= Postcode 3000 =

1990s urban planning program in Melbourne

Postcode 3000 was a planning policy for Melbourne, Australia coordinated by the City of Melbourne and supported by the state government, under newly-elected Premier Jeff Kennett. The policy, which began in 1992 and ran throughout the 1990s, was aimed at increasing residential development in the Melbourne central business district and St Kilda Road. At the time, these areas were primarily business districts and had low residential populations (only about 2,000 in the late 1980s, a decrease from about 5,500 in the 1960s).

The policy provided incentives for people living in the central area and for property developers to create housing, such as discounted council rates and fees and a streamlined planning approval process. Unoccupied lower-grade office buildings were converted to housing and new apartment towers were constructed. The fruits of these efforts eventually spilled out into the neighbouring suburbs of Southbank, Docklands and later Carlton.

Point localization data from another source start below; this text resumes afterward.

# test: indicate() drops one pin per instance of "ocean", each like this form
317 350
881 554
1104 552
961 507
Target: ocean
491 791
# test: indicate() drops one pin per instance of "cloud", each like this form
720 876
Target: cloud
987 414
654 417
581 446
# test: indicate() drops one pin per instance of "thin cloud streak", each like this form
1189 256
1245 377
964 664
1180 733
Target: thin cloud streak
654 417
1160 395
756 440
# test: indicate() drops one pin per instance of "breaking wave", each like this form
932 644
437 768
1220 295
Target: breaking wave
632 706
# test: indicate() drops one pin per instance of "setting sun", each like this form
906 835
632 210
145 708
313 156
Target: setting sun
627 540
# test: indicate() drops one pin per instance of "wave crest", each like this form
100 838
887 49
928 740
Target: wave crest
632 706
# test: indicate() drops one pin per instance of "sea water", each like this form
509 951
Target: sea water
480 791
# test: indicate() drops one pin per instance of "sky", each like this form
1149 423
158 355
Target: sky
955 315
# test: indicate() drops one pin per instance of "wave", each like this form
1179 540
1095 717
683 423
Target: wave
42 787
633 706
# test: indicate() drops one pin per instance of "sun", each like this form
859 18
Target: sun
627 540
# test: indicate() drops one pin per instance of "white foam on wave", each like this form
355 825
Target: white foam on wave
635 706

The program also included programs to improve streetscapes, such as by planting trees and creating open and green space. Many of Melbourne's laneways and arcades were redeveloped and gentrified during this time.

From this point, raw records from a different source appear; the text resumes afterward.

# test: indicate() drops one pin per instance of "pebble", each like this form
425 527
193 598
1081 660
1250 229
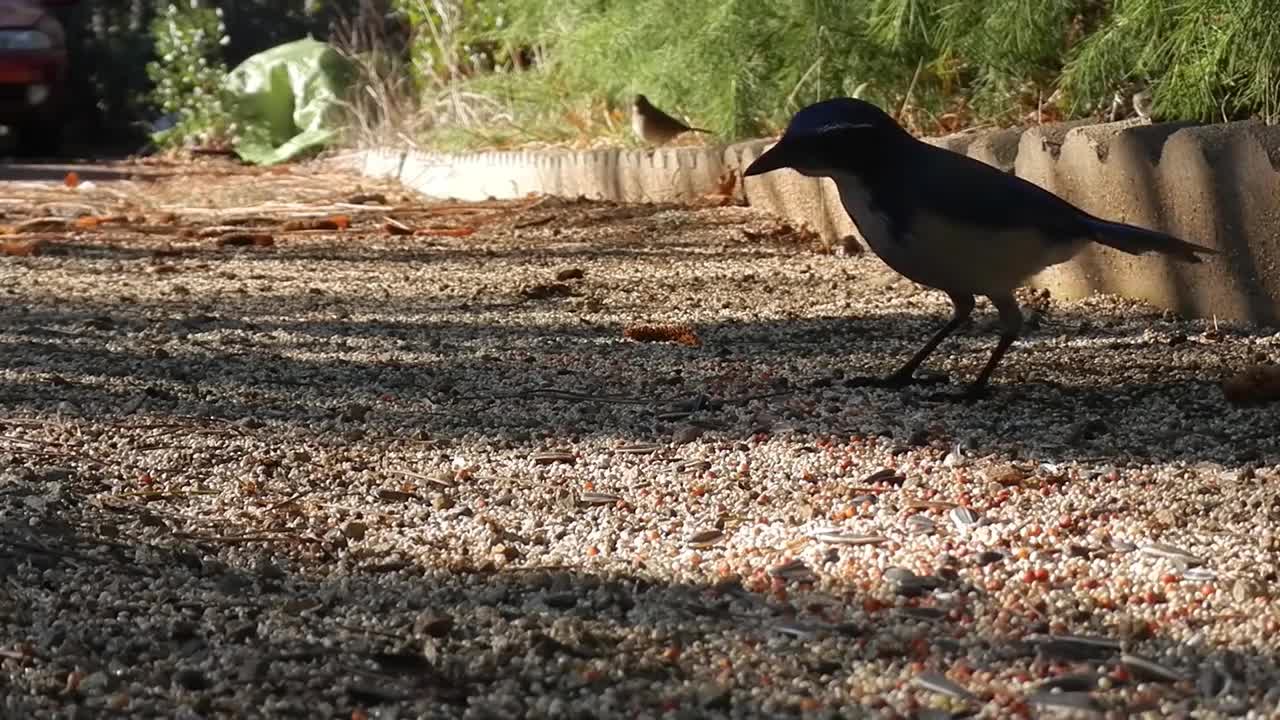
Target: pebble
1066 701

After implementation, the population of the inner-city area increased dramatically and 3000 new apartments were produced before the end of the decade. The policy had the additional benefit of reducing office vacancy rates, which had been at their highest level in decades.

Today, Postcode 3000 is generally considered to have been successful in increasing the number of central-city residents and revitalising the city centre. The number of dwellings in the area has increased to 28,000 and the population has grown to over 116,000. However, there are concerns about how the increase in high-rise residential buildings during the 2010s might affect the city centre in the future.